Startups and disruptors (yes, Google) seek to rethink voice calling.
Andy Jagoe is zigging while the rest of the mobile world zags. Let everyone else chase the next hot iPhone app. He’s betting the next big thing is a twist on the same old thing: making calls.
He may be right. Jagoe, CEO and co-founder of startup 3jam, is one of several Silicon Valley dreamers who thinks he can reinvent the phone call. And really, let’s admit it’s in need of some Internet-style innovation. We’re in 2009, for crying out loud. Why isn’t call forwarding as easy as e-mail forwarding? Why don’t your voicemails live in a nifty little online inbox?
Remember web 2.0? It’s time for phone 2.0.
And it’s arriving. The most prominent example is Google’s (GOOG) Google Voice, an invitation-only service that offers a free Internet telephone number that forwards calls wherever its owner chooses and delivers features like visual voicemail, call screening and transcription.
Mountain View-based Ditech Networks (DITC) has a similar invitation-only offering called toktok. San Francisco-based 3jam, which is open to the public and starts at $5 per month, adds tricks like convenient group text messaging.
Voice apps are coming
Not everyone is a fan. Apple (AAPL) caused a stir last month when it barred Google Voice software from the iPhone App Store, saying it duplicates features the handset already provides. But Jagoe thinks the services will prevail eventually. “It’s going to be hard,” he says, “to prevent this kind of functionality from appearing on a phone.”

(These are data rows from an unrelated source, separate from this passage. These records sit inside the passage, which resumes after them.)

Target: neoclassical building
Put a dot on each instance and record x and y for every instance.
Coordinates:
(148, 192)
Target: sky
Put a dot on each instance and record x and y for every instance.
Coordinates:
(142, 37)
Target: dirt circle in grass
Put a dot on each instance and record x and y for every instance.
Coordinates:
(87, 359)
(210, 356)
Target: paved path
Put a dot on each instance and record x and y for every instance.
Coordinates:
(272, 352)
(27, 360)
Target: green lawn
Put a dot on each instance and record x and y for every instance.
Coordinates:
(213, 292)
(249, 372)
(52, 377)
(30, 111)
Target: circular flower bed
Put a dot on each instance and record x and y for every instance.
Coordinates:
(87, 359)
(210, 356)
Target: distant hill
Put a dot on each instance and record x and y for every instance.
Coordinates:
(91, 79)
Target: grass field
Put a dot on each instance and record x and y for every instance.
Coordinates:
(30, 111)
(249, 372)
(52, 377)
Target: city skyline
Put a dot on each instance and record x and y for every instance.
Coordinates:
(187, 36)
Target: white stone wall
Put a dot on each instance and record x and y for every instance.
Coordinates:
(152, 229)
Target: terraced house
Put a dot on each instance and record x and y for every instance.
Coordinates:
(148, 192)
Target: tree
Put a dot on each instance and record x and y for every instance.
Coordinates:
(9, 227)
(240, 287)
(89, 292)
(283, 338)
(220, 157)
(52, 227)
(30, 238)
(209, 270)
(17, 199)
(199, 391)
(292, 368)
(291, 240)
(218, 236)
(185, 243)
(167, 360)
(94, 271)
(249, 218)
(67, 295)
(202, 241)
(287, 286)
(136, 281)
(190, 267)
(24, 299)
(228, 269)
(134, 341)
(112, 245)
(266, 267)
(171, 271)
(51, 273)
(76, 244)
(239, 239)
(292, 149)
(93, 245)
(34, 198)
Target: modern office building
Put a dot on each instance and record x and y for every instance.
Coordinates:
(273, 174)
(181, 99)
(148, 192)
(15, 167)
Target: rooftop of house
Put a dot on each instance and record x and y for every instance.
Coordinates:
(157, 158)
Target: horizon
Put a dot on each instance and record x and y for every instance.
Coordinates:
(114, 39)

Indeed, people who use these services swear by them, and in Silicon Valley these days it’s a growing cohort. (At a mobile technology panel this month at Microsoft’s (MSFT) Mountain View campus, Google Voice users outnumbered Amazon (AMZN) Kindle users five to one.) The reason is simple: phone 2.0 is liberating phone calls the same way webmail liberated e-mail a decade ago. Now you can keep your phone number, your call history and your voicemails no matter how many times you move, change jobs or switch carriers.
Over a burger at a San Francisco lunch spot, Jagoe explains why this revolution in phone calls is happening now. First, it recently became more affordable for startups like 3jam to forward calls to landlines. Second, Neustar (NSR), a company that enables text messaging, this year gave Internet-based phone numbers a boost by allowing them to send and receive text messages. And third, mobile consumers increasingly crave better options for managing their conversations and staying productive.
Of course, even if the masses are ready for a phone call revolution, there’s no guarantee they’ll buy it from 3jam. If Google Voice opens up its free service to the general public soon, it will get a lot tougher for Jagoe to sell monthly plans. And then there’s the threat from the phone giants: Glenn Lurie, president of Emerging Devices at AT&T (T), tells Fortune that he’s keeping an eye on Internet-based voice services. Clearly carriers would prefer to be the ones selling those kinds of features.
Regardless, Jagoe has a couple of things going for him. 3jam recently finalized a deal with Peek, maker of the eponymous e-mail device, where 3jam will offer phone numbers to Peek users. With those numbers, users soon will be able to more reliably send texts as well as e-mails, and even get voicemail transcripts.
Perhaps more important, Jagoe is running a lean operation, having recently cut 3jam’s full-time payroll from 25 people to 5. He says the company is on track to be cash flow positive by the end of the year, which should help him to avoid the fate of VoIP peers like Yoomba and Jangl that burned through cash before they could figure out a long-term business model.
In the end, the business part has to work. Even in the phone 2.0 world, if you can’t pay the bills, you get disconnected.